In [1]:
#pip install -U minsearch qdrant_client
#!pip install sentence_transformers
#!pip install rouge


In [15]:
from tqdm.auto import tqdm
import requests
import pandas as pd
from elasticsearch import Elasticsearch
import minsearch
from tqdm.auto import tqdm
from minsearch import VectorSearch

from sklearn.feature_extraction.text import TfidfVectorizer
from sklearn.decomposition import TruncatedSVD
from sklearn.pipeline import make_pipeline
from fastembed import TextEmbedding
import numpy as np
from qdrant_client import QdrantClient, models
from qdrant_client.http import models
from qdrant_client import models, QdrantClient
from sentence_transformers import SentenceTransformer
from rouge import Rouge
import json

In [2]:
url_prefix = 'https://raw.githubusercontent.com/DataTalksClub/llm-zoomcamp/main/03-evaluation/'
docs_url = url_prefix + 'search_evaluation/documents-with-ids.json'
documents = requests.get(docs_url).json()

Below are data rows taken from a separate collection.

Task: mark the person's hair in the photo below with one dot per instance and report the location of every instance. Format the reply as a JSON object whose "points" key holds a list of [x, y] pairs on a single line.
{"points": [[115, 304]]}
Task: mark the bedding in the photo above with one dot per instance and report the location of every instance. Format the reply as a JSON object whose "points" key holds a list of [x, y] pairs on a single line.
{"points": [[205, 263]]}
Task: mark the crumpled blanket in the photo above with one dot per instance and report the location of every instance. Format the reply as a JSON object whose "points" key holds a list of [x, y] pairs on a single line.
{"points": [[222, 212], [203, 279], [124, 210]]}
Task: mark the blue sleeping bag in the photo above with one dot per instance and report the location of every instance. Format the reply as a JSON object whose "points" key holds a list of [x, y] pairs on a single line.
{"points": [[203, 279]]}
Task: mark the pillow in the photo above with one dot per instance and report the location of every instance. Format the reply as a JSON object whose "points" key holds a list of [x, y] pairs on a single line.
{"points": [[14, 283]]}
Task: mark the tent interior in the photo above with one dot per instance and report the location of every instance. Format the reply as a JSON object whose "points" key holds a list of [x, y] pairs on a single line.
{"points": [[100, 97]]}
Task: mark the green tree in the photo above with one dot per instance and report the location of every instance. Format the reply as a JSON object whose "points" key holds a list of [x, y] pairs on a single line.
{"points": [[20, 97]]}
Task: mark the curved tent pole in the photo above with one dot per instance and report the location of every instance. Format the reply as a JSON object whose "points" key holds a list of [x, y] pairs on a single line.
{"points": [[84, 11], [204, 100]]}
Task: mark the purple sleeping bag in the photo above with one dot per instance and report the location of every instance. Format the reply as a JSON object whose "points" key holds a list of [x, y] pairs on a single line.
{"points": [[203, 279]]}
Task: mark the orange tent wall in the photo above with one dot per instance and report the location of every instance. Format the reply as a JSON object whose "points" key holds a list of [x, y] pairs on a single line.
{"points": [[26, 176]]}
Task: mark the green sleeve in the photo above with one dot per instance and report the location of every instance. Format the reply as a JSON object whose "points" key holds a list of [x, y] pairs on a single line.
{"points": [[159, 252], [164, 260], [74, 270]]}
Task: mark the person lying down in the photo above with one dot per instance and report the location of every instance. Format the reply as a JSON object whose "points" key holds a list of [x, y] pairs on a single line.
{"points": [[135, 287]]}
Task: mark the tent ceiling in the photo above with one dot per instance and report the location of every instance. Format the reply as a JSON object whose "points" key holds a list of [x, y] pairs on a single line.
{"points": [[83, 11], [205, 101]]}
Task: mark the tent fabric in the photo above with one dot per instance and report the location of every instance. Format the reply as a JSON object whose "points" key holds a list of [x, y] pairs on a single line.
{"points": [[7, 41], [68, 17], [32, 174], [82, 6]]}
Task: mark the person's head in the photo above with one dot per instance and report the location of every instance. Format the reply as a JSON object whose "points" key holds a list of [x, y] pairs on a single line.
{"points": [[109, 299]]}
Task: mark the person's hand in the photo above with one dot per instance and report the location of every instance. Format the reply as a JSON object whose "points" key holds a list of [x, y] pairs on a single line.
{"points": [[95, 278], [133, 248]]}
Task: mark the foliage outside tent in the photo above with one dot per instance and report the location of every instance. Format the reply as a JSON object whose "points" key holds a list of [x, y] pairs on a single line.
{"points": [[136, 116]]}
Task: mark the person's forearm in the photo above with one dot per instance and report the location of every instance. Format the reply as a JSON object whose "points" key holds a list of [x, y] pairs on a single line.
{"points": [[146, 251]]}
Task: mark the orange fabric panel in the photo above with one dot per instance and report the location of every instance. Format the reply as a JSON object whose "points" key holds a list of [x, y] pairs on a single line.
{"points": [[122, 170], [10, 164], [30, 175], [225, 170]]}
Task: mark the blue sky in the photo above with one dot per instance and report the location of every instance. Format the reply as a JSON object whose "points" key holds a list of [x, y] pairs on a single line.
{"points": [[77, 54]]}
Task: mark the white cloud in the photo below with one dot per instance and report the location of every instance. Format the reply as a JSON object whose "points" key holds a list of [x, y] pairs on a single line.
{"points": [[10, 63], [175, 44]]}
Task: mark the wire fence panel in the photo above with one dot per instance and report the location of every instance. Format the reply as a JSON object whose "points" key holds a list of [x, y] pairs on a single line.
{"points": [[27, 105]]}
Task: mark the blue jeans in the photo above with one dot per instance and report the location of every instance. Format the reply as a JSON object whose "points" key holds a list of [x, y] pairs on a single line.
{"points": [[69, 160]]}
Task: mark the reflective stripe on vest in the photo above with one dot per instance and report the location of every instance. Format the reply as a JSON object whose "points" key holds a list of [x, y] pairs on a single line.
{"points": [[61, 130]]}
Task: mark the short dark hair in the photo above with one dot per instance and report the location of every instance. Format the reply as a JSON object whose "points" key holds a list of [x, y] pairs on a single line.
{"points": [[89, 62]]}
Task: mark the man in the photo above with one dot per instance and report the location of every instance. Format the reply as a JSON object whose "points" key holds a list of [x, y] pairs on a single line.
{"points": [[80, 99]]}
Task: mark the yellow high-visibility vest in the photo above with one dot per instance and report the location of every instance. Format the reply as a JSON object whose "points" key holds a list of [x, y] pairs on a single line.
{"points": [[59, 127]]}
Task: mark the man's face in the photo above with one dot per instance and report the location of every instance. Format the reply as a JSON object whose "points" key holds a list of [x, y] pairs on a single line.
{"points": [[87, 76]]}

ground_truth_url = url_prefix + 'search_evaluation/ground-truth-data.csv'
df_ground_truth = pd.read_csv(ground_truth_url)
ground_truth = df_ground_truth.to_dict(orient='records')

In [4]:
def hit_rate(relevance_total):
    cnt = 0

    for line in relevance_total:
        if True in line:
            cnt = cnt + 1

    return cnt / len(relevance_total)

def mrr(relevance_total):
    total_score = 0.0

    for line in relevance_total:
        for rank in range(len(line)):
            if line[rank] == True:
                total_score = total_score + 1 / (rank + 1)

    return total_score / len(relevance_total)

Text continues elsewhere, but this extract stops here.